Edward had also sheltered another prince in his court, Malcolm III of Scotland. After Macbeth murdered his father, Duncan, Malcolm was sent to Edward for safety, where he remained for fourteen years, and there surely met Margaret, who would later become his Queen.
The young princess had been educated by the Benedictines in Hungary, and could read Latin at an early age. In England Margaret (whose name derives from margon, "pearl") became known for her devout faith and the beauty of her nature. Her biographer and confessor, Turgot, wrote, "Many have got their name from a quality of their mind. The same was true of this virtuous woman, for the fairness pre-shadowed in her name was eclipsed in the surpassing of her soul". (This biography by her confessor Turgot, a monk of Durham who later became Bishop of St. Andrews, was written at the request of Margaret's daughter Matilda, who married Henry I of England, son of William the Conquerer.)
After the saintly King Edward's death in 1066 he was buried in Westminster Abbey, which he had built. His successor, Harold, was soon defeated at the Battle of Hastings by William of Normandy "the Conquerer".
Margaret and her family were again in danger, and intended to return to Hungary; however, their boat was carried by North Sea winds to Scotland, where they found refuge in the court of Malcolm. Though Margaret originally wished to become a nun (her sister, Christina did enter a convent), Malcolm persuaded her to marry him (in 1097), and through her influence the kingdom was transformed from a remote and barbaric outpost to a beacon of Christian culture. Her charity to the poor, perticularly to children and the elderly, was unparalleled. (Not only did she feed and clothe the many beggars who presented themselves, but she and Malcolm personally washed the feet of these impoverished visitors.)
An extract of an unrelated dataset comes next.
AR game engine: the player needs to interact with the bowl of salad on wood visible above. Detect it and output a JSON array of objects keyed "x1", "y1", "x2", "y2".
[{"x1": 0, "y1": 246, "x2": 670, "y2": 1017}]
Malcolm and Margaret had eight children, who were carefully educated and instructed in the Christian faith, and who never wavered in their own fidelity to the Catholic Church. Her sons and grandsons would rule Scotland for 200 years. One son, David, is also a saint especially revered in Scotland. It was he who built a tiny stone chapel for his mother at Edinburgh Castle, where she heard Mass on the day she died. (Completely restored in the 19th century, the little chapel is a gem of Romanesque architecture, and is used today mostly for weddings.)
She initiated an authentic reform of the Scottish Church, which had been in decline and corrupted by abuses of the celebration of Mass and bad leaders, rebuilt and re-established decayed monasteries at Iona and Dumferline, embellished churches with beautiful artifacts -- including embroidered vestments in a style she learned from Hungary (many of which she embrodered herself). She spent many hours in prayer, said the Divine Office daily, using beautifully illuminated books which Malcolm (who couldn't read himself) gave her. In sum, she fostered a renaissance of Catholic belief, learning and culture in Scotland.
Already gravely ill, Margaret died after learning that her beloved husband, Malcolm, and son Edgar had been killed in battle -- on November 16, 1093. She was buried at Dumferline, which instantly became a pilgimage site. Later a shrine was built in the church at Dumferline, and she was officially canonized by Pope Innocent IV in 1249. Her feast day was establshed as June 10 on the Roman calender of saints, though it has always been celebrated in Scotland on November 16. Only the base of the shrine remains today, however. The abbey at Dumferline was destroyed by Reformers in the sixteenth century. The monks had had her and Malcolm's remains removed to Douay, France.